The Architectural Realization

The reason this metric stays missing on most teams is cultural, not technical. Latency dashboards inherit their vocabulary from request/response systems, where one timestamp at start and one at end captures everything that matters. Streaming inverts that contract: the response isn't an event, it's a process, and the user's loss function depends on the shape of the process, not its endpoints. Your p95 is a snapshot. Your user is watching a movie, and snapshots cannot detect a film that buffers mid-scene.

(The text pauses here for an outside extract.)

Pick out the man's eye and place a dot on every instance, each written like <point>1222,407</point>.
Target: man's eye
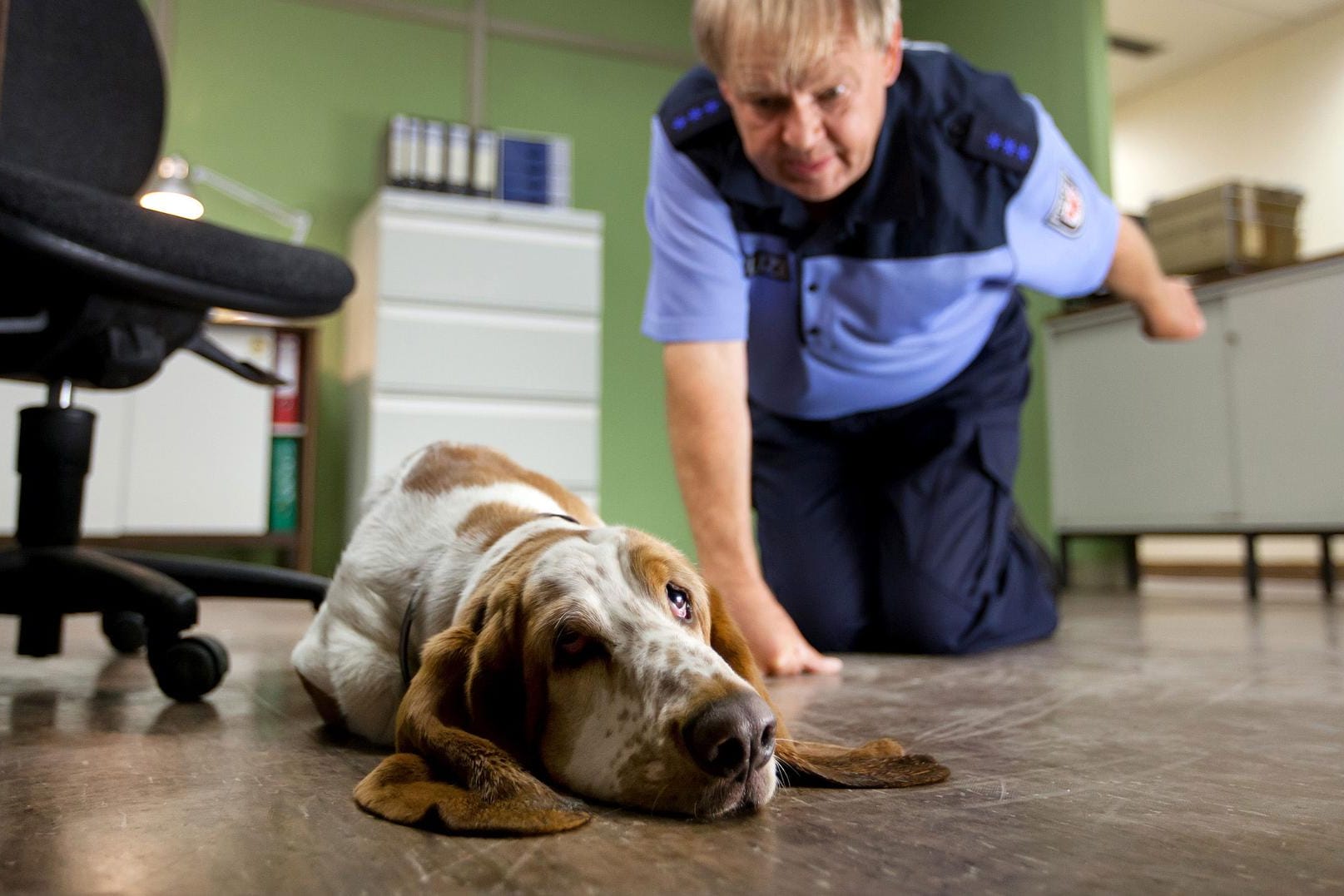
<point>769,105</point>
<point>680,602</point>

The path forward is to treat ITL distributions the way SREs already treat percentile distributions for everything else: as a first-class signal, with goodput defined against the distribution, not the mean. Smoothing buffers, server-side flushing, and failover policies become design choices applied per-surface based on what the surface is trading for. The teams that get this right ship streaming experiences that feel calm even when the underlying inference layer is ragged. The teams that don't keep wondering why their dashboards are green and their NPS is sliding.

If you take one thing into next sprint: add per-stream p99 ITL to the dashboard you check before every release. The first time you look at it, you will find a bug. That's the point.